Project description:A growing body of evidence suggests that gene flow between closely related species is a widespread phenomenon. Alleles that introgress from one species into a close relative are typically neutral or deleterious, but sometimes confer a significant fitness advantage. Given the potential relevance to speciation and adaptation, numerous methods have therefore been devised to identify regions of the genome that have experienced introgression. Recently, supervised machine learning approaches have been shown to be highly effective for detecting introgression. One especially promising approach is to treat population genetic inference as an image classification problem, and feed an image representation of a population genetic alignment as input to a deep neural network that distinguishes among evolutionary models (i.e. introgression or no introgression).
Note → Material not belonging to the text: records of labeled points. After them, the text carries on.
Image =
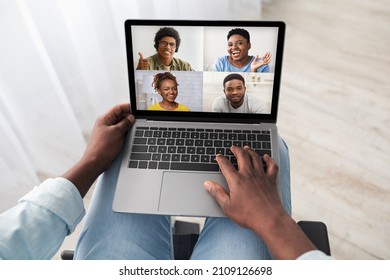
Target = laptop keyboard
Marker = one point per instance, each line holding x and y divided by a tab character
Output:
190	148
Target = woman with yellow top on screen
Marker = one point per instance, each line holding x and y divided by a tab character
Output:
166	85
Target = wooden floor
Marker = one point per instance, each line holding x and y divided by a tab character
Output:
335	117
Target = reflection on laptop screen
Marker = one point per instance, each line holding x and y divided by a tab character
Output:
196	67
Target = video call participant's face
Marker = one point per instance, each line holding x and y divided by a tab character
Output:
235	92
166	47
238	47
168	91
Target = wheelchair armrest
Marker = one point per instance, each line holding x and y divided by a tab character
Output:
317	233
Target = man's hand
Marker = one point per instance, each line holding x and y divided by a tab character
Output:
253	194
107	137
142	62
253	202
257	63
106	141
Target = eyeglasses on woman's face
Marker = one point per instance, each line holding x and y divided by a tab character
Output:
165	43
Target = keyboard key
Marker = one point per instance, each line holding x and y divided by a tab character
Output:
139	149
140	156
140	140
194	166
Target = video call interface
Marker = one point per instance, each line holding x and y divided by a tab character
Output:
202	76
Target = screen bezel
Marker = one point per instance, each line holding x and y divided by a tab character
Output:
206	116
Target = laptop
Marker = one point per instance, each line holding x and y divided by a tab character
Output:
168	153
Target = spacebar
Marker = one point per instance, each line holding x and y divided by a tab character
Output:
194	166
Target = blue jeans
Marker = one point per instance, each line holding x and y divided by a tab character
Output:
111	235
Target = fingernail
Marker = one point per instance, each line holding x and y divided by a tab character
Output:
207	185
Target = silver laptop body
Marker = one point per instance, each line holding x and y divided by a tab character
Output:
151	180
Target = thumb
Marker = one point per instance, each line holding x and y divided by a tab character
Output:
217	192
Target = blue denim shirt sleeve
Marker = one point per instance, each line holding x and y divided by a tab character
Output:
36	227
315	255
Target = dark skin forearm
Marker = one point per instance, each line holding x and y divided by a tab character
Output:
253	202
83	174
106	141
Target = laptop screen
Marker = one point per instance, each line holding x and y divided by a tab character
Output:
202	69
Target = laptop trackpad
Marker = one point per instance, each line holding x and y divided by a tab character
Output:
183	193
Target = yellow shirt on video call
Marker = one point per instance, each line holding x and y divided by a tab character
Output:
157	107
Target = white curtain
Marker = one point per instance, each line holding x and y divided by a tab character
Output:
62	63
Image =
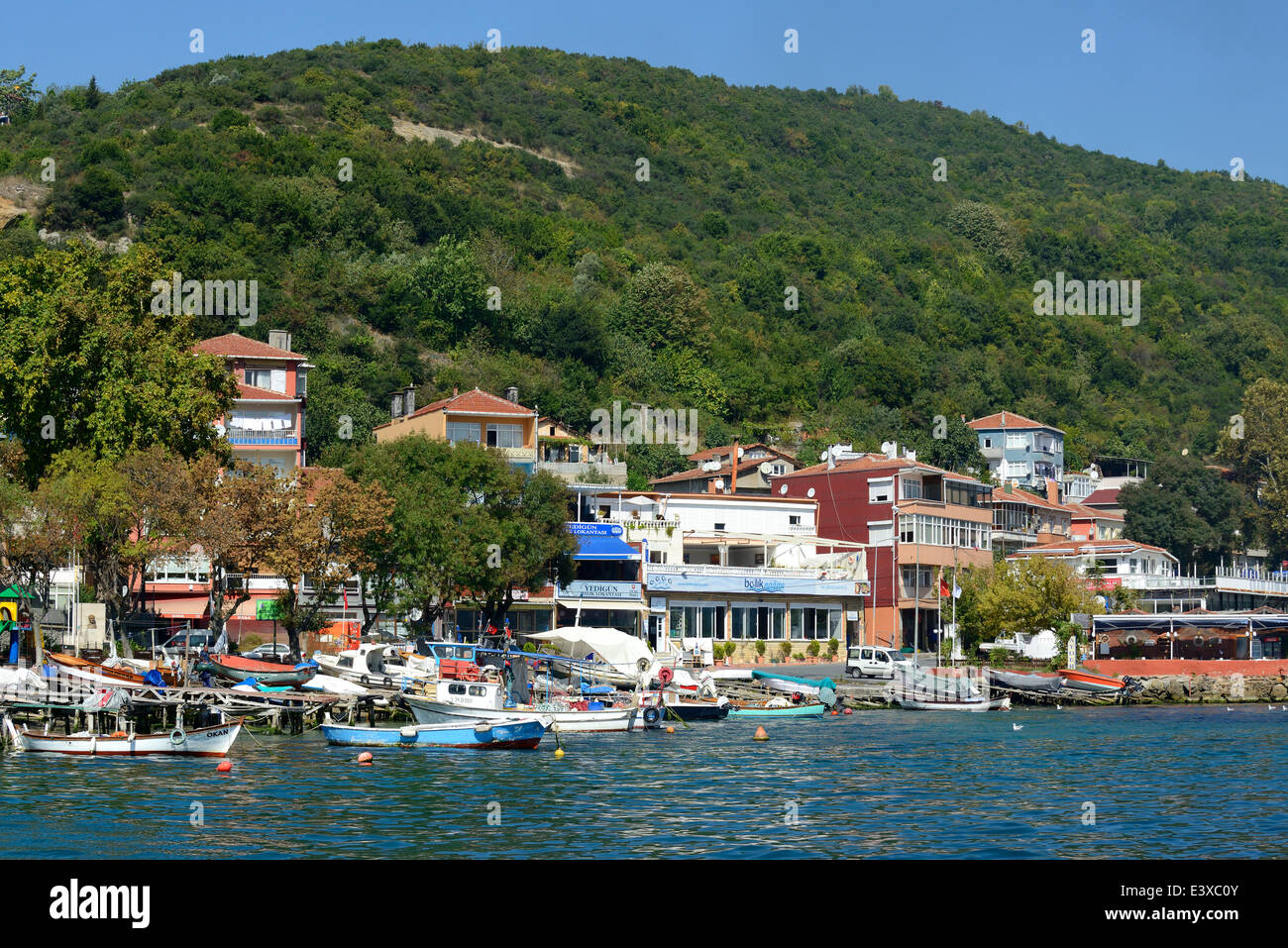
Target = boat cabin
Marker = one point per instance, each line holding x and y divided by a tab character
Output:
484	695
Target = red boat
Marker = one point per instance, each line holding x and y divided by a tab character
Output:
1091	682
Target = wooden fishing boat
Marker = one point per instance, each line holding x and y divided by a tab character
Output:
516	733
1091	682
198	742
812	708
102	674
237	669
484	700
1025	682
951	704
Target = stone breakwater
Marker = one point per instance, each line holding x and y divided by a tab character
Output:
1214	689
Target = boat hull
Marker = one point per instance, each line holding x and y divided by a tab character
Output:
518	733
790	711
1093	683
614	719
200	742
266	673
984	704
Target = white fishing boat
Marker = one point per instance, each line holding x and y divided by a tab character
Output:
374	666
484	700
198	742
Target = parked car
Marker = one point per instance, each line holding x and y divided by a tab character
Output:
875	661
268	652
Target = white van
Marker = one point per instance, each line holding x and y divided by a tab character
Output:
875	661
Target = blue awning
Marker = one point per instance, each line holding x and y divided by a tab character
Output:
601	546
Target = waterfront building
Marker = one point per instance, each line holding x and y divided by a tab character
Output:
737	569
715	471
266	424
1021	518
919	524
1021	450
471	416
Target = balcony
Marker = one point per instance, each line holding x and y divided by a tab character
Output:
288	438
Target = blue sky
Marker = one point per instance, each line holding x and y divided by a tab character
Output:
1193	84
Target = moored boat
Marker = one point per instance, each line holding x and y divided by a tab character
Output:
198	742
771	710
1091	682
516	733
485	700
949	704
239	669
1025	682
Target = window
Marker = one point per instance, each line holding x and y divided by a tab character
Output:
505	436
463	430
697	621
815	622
880	491
759	621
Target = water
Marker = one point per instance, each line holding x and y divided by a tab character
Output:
1164	782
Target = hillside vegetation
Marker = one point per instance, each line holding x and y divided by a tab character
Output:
914	296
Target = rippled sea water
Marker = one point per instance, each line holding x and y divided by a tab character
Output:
1164	782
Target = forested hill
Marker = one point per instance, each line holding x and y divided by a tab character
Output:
914	295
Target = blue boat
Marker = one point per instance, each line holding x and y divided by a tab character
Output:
515	733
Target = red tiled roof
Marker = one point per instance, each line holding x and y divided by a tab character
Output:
1008	419
262	394
1072	548
1083	513
469	402
875	463
240	347
1106	494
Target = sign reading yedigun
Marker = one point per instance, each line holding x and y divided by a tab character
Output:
751	584
600	588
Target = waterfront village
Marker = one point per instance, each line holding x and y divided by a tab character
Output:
704	595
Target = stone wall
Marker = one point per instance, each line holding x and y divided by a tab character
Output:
1215	689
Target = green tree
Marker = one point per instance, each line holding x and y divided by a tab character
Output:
84	363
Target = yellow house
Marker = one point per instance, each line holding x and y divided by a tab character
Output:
475	416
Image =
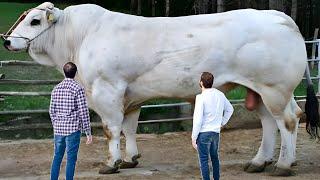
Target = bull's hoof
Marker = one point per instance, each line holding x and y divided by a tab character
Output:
282	172
111	170
133	164
252	168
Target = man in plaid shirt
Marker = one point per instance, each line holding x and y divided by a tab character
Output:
70	116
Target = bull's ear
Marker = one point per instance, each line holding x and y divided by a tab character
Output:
52	15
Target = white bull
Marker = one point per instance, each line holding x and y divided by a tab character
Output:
125	60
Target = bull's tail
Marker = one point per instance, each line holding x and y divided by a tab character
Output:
311	108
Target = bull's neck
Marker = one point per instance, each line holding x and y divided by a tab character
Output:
58	45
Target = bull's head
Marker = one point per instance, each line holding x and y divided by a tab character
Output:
31	25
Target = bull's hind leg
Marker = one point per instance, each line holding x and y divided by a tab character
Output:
266	150
288	126
129	129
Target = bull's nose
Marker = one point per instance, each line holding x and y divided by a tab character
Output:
7	43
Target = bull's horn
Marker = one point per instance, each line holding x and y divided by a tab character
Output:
46	5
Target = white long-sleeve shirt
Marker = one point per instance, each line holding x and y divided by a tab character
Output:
212	111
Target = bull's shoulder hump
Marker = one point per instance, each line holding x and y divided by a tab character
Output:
282	18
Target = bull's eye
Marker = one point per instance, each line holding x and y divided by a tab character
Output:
35	22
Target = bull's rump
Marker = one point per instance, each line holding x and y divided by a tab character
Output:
165	56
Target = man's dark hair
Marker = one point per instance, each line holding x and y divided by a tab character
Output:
207	79
70	70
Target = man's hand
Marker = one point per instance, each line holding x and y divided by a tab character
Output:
194	144
89	139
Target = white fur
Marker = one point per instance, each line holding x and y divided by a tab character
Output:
124	60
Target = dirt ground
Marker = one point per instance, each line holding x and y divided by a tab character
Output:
166	156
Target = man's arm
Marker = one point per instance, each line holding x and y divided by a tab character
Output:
228	110
51	108
83	112
197	118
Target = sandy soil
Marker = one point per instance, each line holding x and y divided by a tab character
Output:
167	156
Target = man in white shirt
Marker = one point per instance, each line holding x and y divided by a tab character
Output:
212	111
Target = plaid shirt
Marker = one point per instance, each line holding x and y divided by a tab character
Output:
68	109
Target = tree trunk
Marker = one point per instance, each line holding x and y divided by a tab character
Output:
153	5
294	9
132	6
139	7
167	8
220	6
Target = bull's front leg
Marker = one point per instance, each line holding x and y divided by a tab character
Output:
107	100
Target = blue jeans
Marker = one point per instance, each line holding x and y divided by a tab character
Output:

However, if we wish to investigate the full extent and fitness effects of introgression, merely identifying genomic regions in a population genetic alignment that harbor introgressed loci is insufficient-ideally we would be able to infer precisely which individuals have introgressed material and at which positions in the genome. Here we adapt a deep learning algorithm for semantic segmentation, the task of correctly identifying the type of object to which each individual pixel in an image belongs, to the task of identifying introgressed alleles. Our trained neural network is thus able to infer, for each individual in a two-population alignment, which of those individual's alleles were introgressed from the other population. We use simulated data to show that this approach is highly accurate, and that it can be readily extended to identify alleles that are introgressed from an unsampled "ghost" population, performing comparably to a supervised learning method tailored specifically to that task. Finally, we apply this method to data from Drosophila, showing that it is able to accurately recover introgressed haplotypes from real data. This analysis reveals that introgressed alleles are typically confined to lower frequencies within genic regions, suggestive of purifying selection, but are found at much higher frequencies in a region previously shown to be affected by adaptive introgression. Our method's success in recovering introgressed haplotypes in challenging real-world scenarios underscores the utility of deep learning approaches for making richer evolutionary inferences from genomic data.